The same calculations gives 849 input bits per output bit if you use a 1-bit hash, but that doesn't mean there's no way to produce a first output bit with fewer than 849 input bits. The hashing approach isn't provably optimal for every use case, it's just a good choice for many use cases.
A simple approach that uses fewer than 849 bits is the classic method of reading a pair of bits, returning the first one if they're unequal, or discarding them and trying again if they're equal. Once you've retried enough times that the probability you've reached this iteration is small enough, you can just return 0 (or 1 if you prefer), making the worst-case bit usage bounded. This needs an average of about 11 bits/bit, and a maximum of... $2\lceil\log_{0.9^2}\sqrt{2^{-64}\ln(2)/4}\rceil = 220$, I think. This isn't optimal either; it just shows that cheaper methods exist when you need a bit ASAP.

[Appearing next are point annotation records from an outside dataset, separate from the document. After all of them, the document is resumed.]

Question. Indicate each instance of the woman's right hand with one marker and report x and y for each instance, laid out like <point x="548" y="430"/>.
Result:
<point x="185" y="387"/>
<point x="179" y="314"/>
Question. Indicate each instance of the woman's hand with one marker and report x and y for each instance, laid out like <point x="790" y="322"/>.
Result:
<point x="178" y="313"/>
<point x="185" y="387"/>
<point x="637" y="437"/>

It's easy to prove the impossibility of producing a sufficiently unbiased output bit from 7 bits of input. The input is one of 128 discrete values, and the function has no other source of randomness, so it must deterministically return either 0 or 1 for each input. This is a subset-sum problem: you must find a subset of $\{\prod S : S\in \{0.1,0.9\}^7\}$ that adds to a value in the acceptable probability range. If you multiply the elements of the set by $10^7$ so they're integers, they are all multiples of $9$ except for a single $1$, while the sum you're trying to reach is congruent to 5 mod 9. Thus, you can't do better than output bit probabilities of $0.5\pm 4\cdot10^{-7}$, and that's only if the subset-sum problem has a solution. The other answer says that an entropy of $1-2^{-64}$ bits/bit requires $P(x_i = 0, x_i = 1) \approx 0.5 \pm 2^{-66}$. I think that's wrong and it should be $2^{-33}$, but both values are less than $4\cdot10^{-7}$.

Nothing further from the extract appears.